Before the lockdown, the group came together at various locations in Pretoria, early on Saturday mornings, and then went out to serve in different communities. Sometimes volunteers went out and cleaned the streets of the inner city, other times they took to the streets, to love and share the Gospel with homeless people. Various other initiatives were born like the Gardens Of Life project in which volunteers teach communities to grow their own food with the little that they have. “Dare To Love firmly believe in equipping others so they can help themselves. By teaching them how to grow ‘Gardens For Life’ we give them the tools and knowledge to grow their own vegetable gardens.”

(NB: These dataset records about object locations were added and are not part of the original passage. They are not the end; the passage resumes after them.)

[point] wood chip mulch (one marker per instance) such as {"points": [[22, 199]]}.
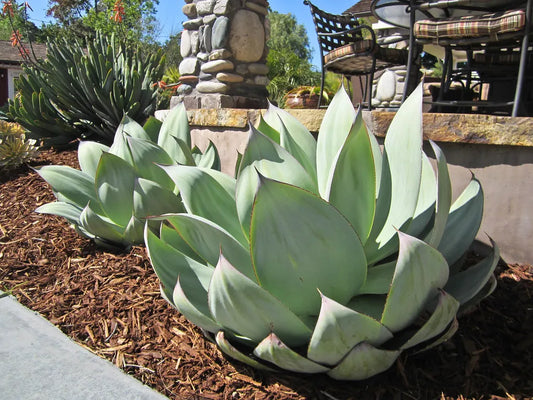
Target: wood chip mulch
{"points": [[110, 304]]}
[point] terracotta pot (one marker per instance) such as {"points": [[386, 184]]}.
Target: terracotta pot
{"points": [[295, 100]]}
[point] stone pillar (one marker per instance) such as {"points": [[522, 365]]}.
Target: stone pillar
{"points": [[224, 51]]}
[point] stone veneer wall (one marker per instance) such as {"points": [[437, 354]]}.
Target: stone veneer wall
{"points": [[224, 51]]}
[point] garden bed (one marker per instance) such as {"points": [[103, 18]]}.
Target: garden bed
{"points": [[110, 304]]}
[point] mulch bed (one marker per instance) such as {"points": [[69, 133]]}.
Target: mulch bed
{"points": [[110, 304]]}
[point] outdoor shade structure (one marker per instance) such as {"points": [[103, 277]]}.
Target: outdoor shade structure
{"points": [[495, 34]]}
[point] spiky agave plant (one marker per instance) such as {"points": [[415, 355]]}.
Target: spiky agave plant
{"points": [[117, 187], [323, 256]]}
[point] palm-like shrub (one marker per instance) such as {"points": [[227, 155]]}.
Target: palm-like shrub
{"points": [[15, 149], [82, 92], [325, 256], [117, 187]]}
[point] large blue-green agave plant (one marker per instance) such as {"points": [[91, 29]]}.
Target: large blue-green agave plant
{"points": [[326, 256], [117, 187]]}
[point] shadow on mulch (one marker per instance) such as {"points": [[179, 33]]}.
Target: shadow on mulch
{"points": [[110, 304]]}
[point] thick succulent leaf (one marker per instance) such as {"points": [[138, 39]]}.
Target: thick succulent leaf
{"points": [[339, 329], [195, 311], [271, 160], [294, 137], [238, 355], [170, 265], [152, 126], [132, 128], [175, 126], [66, 210], [273, 350], [336, 126], [363, 362], [463, 222], [368, 304], [309, 238], [352, 185], [379, 279], [145, 157], [208, 239], [444, 197], [420, 271], [151, 199], [74, 186], [209, 194], [437, 323], [403, 147], [100, 227], [115, 180], [242, 306], [466, 284], [427, 199], [89, 154], [170, 236], [133, 233]]}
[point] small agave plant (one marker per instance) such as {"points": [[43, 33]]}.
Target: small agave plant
{"points": [[117, 187], [325, 256]]}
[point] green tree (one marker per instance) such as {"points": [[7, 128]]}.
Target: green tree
{"points": [[289, 57]]}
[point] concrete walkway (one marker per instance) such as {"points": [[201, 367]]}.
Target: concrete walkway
{"points": [[37, 361]]}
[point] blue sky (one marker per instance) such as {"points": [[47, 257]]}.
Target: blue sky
{"points": [[170, 16]]}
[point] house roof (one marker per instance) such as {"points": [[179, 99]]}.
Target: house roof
{"points": [[11, 55], [362, 7]]}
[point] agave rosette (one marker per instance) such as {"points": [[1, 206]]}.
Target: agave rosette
{"points": [[117, 187], [325, 256]]}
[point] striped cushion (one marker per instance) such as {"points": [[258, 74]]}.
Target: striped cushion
{"points": [[355, 58], [490, 25]]}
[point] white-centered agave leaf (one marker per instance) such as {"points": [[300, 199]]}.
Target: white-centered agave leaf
{"points": [[403, 149], [466, 284], [169, 265], [175, 126], [339, 329], [208, 239], [294, 137], [115, 181], [271, 160], [170, 236], [150, 199], [363, 362], [146, 156], [89, 154], [444, 197], [463, 222], [427, 199], [73, 185], [314, 248], [196, 312], [242, 306], [238, 355], [133, 233], [100, 227], [133, 129], [66, 210], [379, 279], [420, 271], [209, 194], [352, 185], [273, 350], [335, 127], [437, 323]]}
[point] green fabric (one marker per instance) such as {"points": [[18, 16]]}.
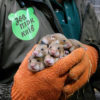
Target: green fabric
{"points": [[69, 19]]}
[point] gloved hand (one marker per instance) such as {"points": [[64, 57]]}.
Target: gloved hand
{"points": [[46, 84], [83, 70]]}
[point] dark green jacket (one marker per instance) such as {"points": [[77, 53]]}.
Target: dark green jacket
{"points": [[13, 45]]}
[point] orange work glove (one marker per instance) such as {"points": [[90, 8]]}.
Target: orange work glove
{"points": [[46, 84], [82, 71]]}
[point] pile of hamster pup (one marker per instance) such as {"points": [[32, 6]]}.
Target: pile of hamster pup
{"points": [[49, 50]]}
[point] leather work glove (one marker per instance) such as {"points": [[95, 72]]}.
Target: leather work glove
{"points": [[46, 84], [83, 70]]}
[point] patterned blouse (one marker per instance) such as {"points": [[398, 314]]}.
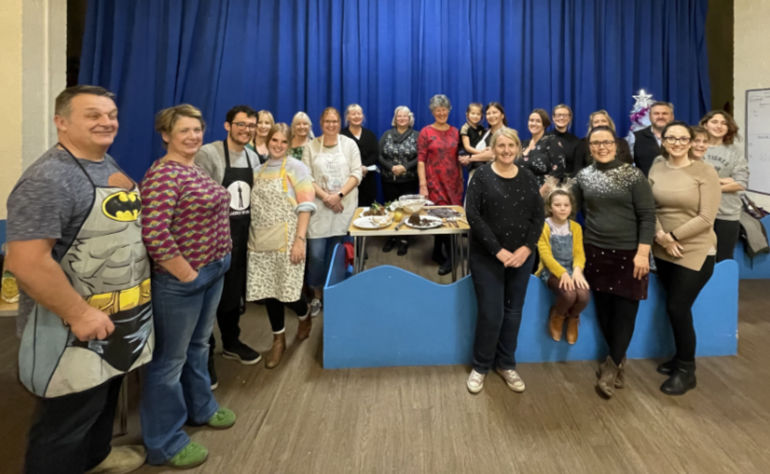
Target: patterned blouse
{"points": [[184, 212]]}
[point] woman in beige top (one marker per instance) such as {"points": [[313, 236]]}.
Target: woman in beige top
{"points": [[687, 195]]}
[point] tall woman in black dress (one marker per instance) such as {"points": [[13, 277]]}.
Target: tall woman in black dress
{"points": [[506, 215], [620, 224]]}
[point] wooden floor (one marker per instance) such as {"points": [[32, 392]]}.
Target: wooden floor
{"points": [[300, 418]]}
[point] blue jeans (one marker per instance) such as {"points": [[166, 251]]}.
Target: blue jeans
{"points": [[177, 386], [319, 257], [500, 295]]}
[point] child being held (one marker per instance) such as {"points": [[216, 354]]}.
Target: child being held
{"points": [[561, 265]]}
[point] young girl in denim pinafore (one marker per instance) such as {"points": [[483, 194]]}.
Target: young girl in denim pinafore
{"points": [[561, 265]]}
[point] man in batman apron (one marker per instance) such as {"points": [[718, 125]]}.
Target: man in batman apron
{"points": [[75, 245], [230, 163]]}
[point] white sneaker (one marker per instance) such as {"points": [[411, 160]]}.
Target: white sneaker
{"points": [[512, 379], [475, 381], [315, 307]]}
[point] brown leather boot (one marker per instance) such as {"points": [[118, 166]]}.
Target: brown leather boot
{"points": [[555, 324], [572, 324], [276, 352], [303, 328], [620, 380], [608, 372]]}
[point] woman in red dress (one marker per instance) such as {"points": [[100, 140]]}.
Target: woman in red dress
{"points": [[439, 170]]}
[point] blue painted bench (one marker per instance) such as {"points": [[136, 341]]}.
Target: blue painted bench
{"points": [[387, 316]]}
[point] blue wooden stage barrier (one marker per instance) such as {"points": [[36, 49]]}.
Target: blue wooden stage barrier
{"points": [[759, 266], [387, 316]]}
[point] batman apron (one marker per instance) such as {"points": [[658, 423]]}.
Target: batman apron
{"points": [[108, 266]]}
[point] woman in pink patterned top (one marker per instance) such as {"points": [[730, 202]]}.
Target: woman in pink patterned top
{"points": [[439, 170], [186, 229]]}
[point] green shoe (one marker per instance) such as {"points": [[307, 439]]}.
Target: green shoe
{"points": [[190, 456], [223, 418]]}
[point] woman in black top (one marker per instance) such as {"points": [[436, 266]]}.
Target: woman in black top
{"points": [[398, 164], [620, 224], [543, 154], [369, 148], [506, 215]]}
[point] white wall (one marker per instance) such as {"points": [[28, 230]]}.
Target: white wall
{"points": [[752, 61]]}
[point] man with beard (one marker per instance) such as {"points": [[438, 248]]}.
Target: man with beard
{"points": [[230, 163], [75, 246], [645, 143]]}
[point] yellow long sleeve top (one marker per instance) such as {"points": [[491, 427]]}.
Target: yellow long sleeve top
{"points": [[547, 259]]}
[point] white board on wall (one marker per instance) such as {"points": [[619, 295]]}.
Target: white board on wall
{"points": [[758, 139]]}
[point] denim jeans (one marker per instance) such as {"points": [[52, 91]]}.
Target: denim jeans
{"points": [[177, 386], [500, 295], [319, 257]]}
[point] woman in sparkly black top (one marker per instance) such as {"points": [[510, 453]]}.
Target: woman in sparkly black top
{"points": [[506, 215], [620, 224]]}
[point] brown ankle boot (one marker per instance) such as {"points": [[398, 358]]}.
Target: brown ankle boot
{"points": [[608, 372], [276, 352], [572, 324], [303, 328], [620, 380], [555, 324]]}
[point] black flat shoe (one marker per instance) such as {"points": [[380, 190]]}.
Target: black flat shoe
{"points": [[445, 268]]}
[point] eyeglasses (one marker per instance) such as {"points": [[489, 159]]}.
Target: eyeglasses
{"points": [[680, 140], [250, 126]]}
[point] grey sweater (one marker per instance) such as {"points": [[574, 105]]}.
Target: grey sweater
{"points": [[618, 205], [729, 162]]}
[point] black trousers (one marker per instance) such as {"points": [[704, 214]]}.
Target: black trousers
{"points": [[500, 295], [275, 311], [727, 237], [232, 303], [682, 286], [72, 434], [617, 318]]}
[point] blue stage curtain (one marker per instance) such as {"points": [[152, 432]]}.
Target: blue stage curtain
{"points": [[290, 55]]}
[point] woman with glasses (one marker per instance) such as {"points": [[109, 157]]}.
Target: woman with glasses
{"points": [[619, 227], [687, 197], [438, 170], [335, 164], [600, 118], [733, 169], [543, 154]]}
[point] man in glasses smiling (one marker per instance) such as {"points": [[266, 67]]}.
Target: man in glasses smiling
{"points": [[645, 143], [230, 163]]}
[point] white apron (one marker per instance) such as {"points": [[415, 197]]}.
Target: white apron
{"points": [[270, 273], [331, 170]]}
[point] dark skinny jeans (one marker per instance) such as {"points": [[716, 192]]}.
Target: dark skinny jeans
{"points": [[682, 287]]}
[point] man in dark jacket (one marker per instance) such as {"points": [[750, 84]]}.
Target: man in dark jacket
{"points": [[645, 143]]}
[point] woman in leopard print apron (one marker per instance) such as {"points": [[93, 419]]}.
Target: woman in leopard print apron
{"points": [[281, 205]]}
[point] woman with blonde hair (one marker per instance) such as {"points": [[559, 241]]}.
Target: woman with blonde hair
{"points": [[186, 229], [265, 122], [300, 133], [282, 201], [505, 213]]}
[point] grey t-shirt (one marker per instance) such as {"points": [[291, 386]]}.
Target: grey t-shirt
{"points": [[51, 200], [211, 157], [729, 162]]}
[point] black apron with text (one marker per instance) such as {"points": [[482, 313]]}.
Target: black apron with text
{"points": [[108, 266], [238, 182]]}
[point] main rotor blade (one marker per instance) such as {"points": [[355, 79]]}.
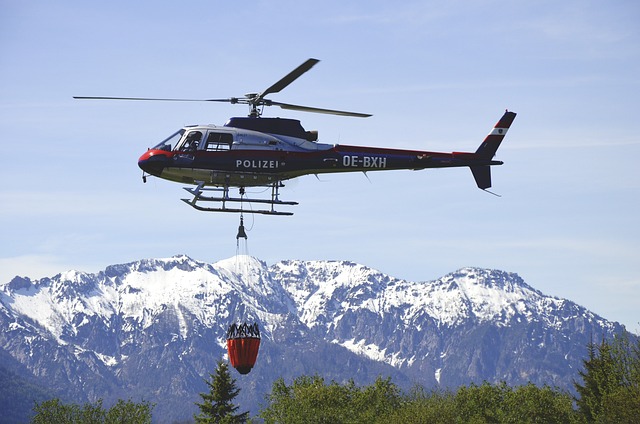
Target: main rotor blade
{"points": [[320, 110], [289, 78], [231, 100]]}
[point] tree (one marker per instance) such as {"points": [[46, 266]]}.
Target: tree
{"points": [[217, 405], [54, 411], [611, 382], [311, 400]]}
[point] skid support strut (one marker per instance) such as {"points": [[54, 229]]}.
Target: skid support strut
{"points": [[225, 198]]}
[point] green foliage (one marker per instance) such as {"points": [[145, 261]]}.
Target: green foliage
{"points": [[610, 389], [54, 411], [311, 400], [217, 405]]}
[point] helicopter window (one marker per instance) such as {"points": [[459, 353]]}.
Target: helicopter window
{"points": [[170, 141], [191, 141], [218, 141]]}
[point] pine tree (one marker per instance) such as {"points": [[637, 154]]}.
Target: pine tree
{"points": [[217, 405], [602, 376]]}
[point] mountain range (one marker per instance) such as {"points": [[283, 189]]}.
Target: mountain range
{"points": [[154, 329]]}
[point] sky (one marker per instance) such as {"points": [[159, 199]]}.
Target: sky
{"points": [[436, 75]]}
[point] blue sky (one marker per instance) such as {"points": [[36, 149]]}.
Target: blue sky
{"points": [[436, 75]]}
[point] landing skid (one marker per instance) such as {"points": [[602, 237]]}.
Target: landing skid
{"points": [[225, 198]]}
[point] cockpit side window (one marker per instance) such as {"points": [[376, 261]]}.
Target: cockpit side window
{"points": [[190, 142], [217, 141], [170, 141]]}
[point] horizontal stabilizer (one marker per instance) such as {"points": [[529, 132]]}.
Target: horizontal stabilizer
{"points": [[482, 175]]}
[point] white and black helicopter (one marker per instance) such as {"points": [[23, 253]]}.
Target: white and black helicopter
{"points": [[255, 151]]}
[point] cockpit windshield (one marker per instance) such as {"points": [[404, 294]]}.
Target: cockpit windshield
{"points": [[170, 141]]}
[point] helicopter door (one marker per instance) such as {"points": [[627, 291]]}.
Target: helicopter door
{"points": [[190, 142], [218, 141]]}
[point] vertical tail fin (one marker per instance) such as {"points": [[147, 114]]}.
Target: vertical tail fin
{"points": [[489, 146], [488, 149]]}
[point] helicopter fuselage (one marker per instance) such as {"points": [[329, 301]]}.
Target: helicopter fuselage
{"points": [[238, 155]]}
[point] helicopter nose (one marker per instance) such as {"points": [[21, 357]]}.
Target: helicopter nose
{"points": [[152, 162]]}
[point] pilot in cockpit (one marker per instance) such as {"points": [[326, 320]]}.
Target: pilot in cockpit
{"points": [[192, 141]]}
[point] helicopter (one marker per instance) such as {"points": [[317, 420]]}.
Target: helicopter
{"points": [[256, 151]]}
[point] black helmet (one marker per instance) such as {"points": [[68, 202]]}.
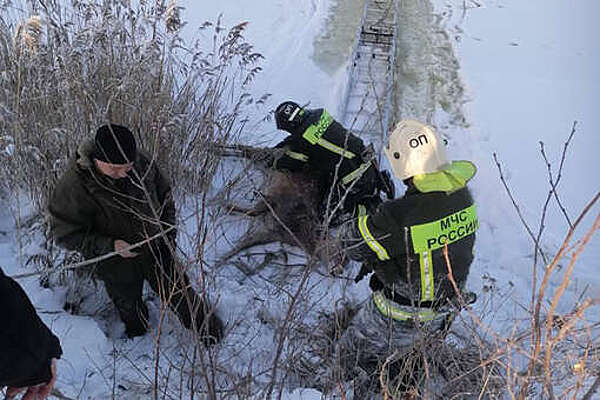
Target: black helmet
{"points": [[288, 116]]}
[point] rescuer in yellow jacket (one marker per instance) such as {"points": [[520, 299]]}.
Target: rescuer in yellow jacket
{"points": [[403, 244]]}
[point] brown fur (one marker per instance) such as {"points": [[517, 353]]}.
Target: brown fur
{"points": [[287, 212]]}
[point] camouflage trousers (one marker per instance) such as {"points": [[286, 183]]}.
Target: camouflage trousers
{"points": [[372, 339]]}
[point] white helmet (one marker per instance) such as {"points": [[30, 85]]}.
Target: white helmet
{"points": [[414, 149]]}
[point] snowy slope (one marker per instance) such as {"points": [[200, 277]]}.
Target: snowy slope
{"points": [[529, 70]]}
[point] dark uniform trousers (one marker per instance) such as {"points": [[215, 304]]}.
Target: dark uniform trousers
{"points": [[124, 280]]}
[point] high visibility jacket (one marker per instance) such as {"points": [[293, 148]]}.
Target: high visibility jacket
{"points": [[404, 240], [323, 148]]}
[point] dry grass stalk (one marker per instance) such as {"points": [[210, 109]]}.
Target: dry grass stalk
{"points": [[28, 34]]}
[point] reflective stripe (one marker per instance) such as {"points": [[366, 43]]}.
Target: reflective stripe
{"points": [[362, 210], [370, 240], [314, 135], [356, 173], [449, 180], [427, 291], [434, 235], [335, 149], [390, 310], [296, 156]]}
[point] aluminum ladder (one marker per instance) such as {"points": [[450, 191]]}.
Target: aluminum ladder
{"points": [[367, 105]]}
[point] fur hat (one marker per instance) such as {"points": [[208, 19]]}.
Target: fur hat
{"points": [[115, 144]]}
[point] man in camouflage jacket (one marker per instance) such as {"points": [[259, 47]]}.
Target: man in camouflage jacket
{"points": [[111, 196]]}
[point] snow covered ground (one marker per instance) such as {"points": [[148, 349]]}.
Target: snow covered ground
{"points": [[529, 69]]}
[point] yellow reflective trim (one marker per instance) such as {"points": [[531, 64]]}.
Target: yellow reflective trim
{"points": [[356, 173], [449, 180], [336, 149], [427, 292], [388, 309], [435, 235], [313, 133], [296, 156], [370, 240]]}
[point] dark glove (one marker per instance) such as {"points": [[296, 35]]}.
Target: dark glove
{"points": [[365, 269], [386, 184]]}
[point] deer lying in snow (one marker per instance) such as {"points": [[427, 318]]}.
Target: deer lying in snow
{"points": [[287, 212]]}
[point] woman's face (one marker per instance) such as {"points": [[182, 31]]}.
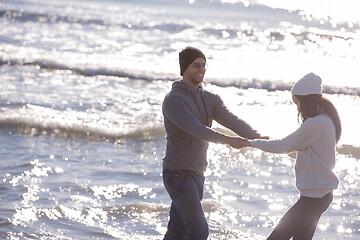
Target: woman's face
{"points": [[297, 102]]}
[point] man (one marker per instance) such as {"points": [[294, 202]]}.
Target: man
{"points": [[188, 114]]}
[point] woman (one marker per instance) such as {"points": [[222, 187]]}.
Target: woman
{"points": [[314, 143]]}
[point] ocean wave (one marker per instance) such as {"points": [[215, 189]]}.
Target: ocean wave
{"points": [[252, 31], [35, 120], [269, 85]]}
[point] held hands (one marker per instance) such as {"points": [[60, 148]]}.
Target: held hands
{"points": [[262, 137], [236, 142]]}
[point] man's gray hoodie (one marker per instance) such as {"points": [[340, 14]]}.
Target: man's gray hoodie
{"points": [[188, 116]]}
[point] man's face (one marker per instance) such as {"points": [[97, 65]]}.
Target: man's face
{"points": [[195, 73]]}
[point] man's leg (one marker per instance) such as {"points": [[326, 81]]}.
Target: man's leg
{"points": [[186, 191]]}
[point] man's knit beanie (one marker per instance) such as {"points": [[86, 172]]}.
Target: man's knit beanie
{"points": [[309, 84], [187, 56]]}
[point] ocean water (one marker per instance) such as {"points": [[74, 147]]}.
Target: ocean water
{"points": [[81, 133]]}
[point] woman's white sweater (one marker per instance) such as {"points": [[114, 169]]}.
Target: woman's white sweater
{"points": [[315, 143]]}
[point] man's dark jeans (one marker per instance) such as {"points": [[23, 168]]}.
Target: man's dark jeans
{"points": [[187, 219]]}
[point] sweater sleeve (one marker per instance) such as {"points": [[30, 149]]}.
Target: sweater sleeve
{"points": [[175, 109], [227, 119], [298, 140]]}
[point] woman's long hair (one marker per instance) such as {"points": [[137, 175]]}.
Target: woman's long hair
{"points": [[315, 104]]}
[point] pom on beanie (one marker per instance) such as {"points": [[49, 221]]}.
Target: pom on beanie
{"points": [[187, 56], [309, 84]]}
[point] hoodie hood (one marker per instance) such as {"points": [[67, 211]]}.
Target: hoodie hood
{"points": [[183, 85]]}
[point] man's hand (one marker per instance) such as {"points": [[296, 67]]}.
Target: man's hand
{"points": [[235, 142], [262, 137]]}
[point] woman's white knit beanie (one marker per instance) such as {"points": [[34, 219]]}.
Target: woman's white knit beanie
{"points": [[309, 84]]}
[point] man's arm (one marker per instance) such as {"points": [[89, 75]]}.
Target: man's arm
{"points": [[174, 108], [227, 119]]}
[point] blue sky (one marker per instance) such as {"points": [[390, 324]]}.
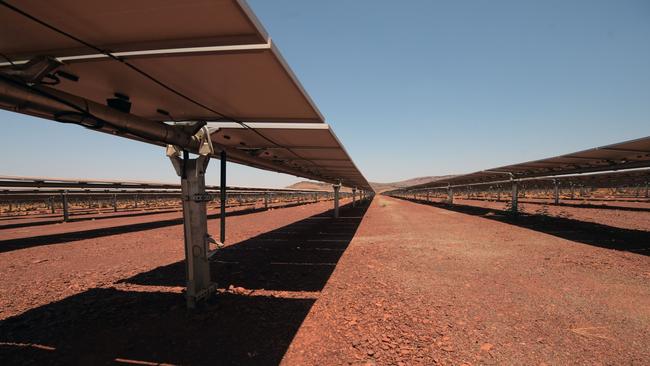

Then the lockdown happened and the need to serve those in need rose to another level. “During the lockdown the need for help was so great we went out seven days a week to distribute food to the most vulnerable groups in our communities,” Hardy says. It is also during the lockdown that Hardy and the volunteers visited most of the hospitals in Pretoria, honouring the frontline workers with cheerful applause and a small gift, to show their appreciation. Another campaign was borne – called #Servolution and #True heroes serve.
Dare to Love volunteers visited the Kalafong Provincial Tertiary Hospital, among others. The hospital is on the western outskirts of Pretoria in the suburb of Atteridgeville. “We saw a lot of very tired, drained and heavy-hearted nurses that day, but by the grace of God we could bring a little light and love to them by giving each one a ‘Serving Hero’ badge and a Bible and we also prayed for some sick patients,” a Facebook page entry read on the day of the visit.
Hardy is excited to see the transformation of his city. “About 12 years ago I was arguing with the Lord, sharing my anger and frustration on what was happening in our country. That night He answered back – ‘Is my blood not good enough for you?’, and I suddenly understood what being a Christian is all about. That encounter with the Lord changed my life. I started a men’s group. We studied the Word and prayed, but I realised, we can pray and study the Word – but we’re not applying it. We realised we have to go out there, and show our love for Jesus by growing our faith in the streets. From this idea, the Power Hour was born.”
Hardy and his friends went out into the streets to look for the most destitute and lost people they could find, ministering to them, putting their faith into action. From there the movement grew, and evolved into Dare to Love. “Dare to Love is a challenge to everyone out there, to put their faith to the test.” He says that over the years they’ve seen and experienced incredible things. “Faith, hope, love are ‘doing words’.” He believes that in serving others, you will find your own identity in Christ.
“If you go out there and serve, God will meet you in the streets, and show you what your ideal purpose in His Kingdom is.” He encourages everyone to get involved. “You don’t have to have money, there are numerous problems out there, just focus on one, and start by addressing it with a simple and practical solution. For every challenge there are various opportunities to serve.”
He says that we can complain about the government and why they do not fulfil their mandated duties, but we have a responsibility to also confront the selfishness in our own hearts. “If we bring justice, righteousness, and change to the streets, the Lord will provide the rest, but we have to be willing to overcome our own selfishness.”
He urges everyone to get involved. “You don’t have to join us — start your own movement. Love your neighbour, call a street braai, plant some trees in your street, start recycling by sorting your plastics in a separate bag. It makes it so much easier for those who collect it and those searching through the garbage and it makes a difference.”
“We are a fatherless society – mentor someone else out there,” says Hardy. “There are so many ways to serve, just pick one, and start your own #Servolution!”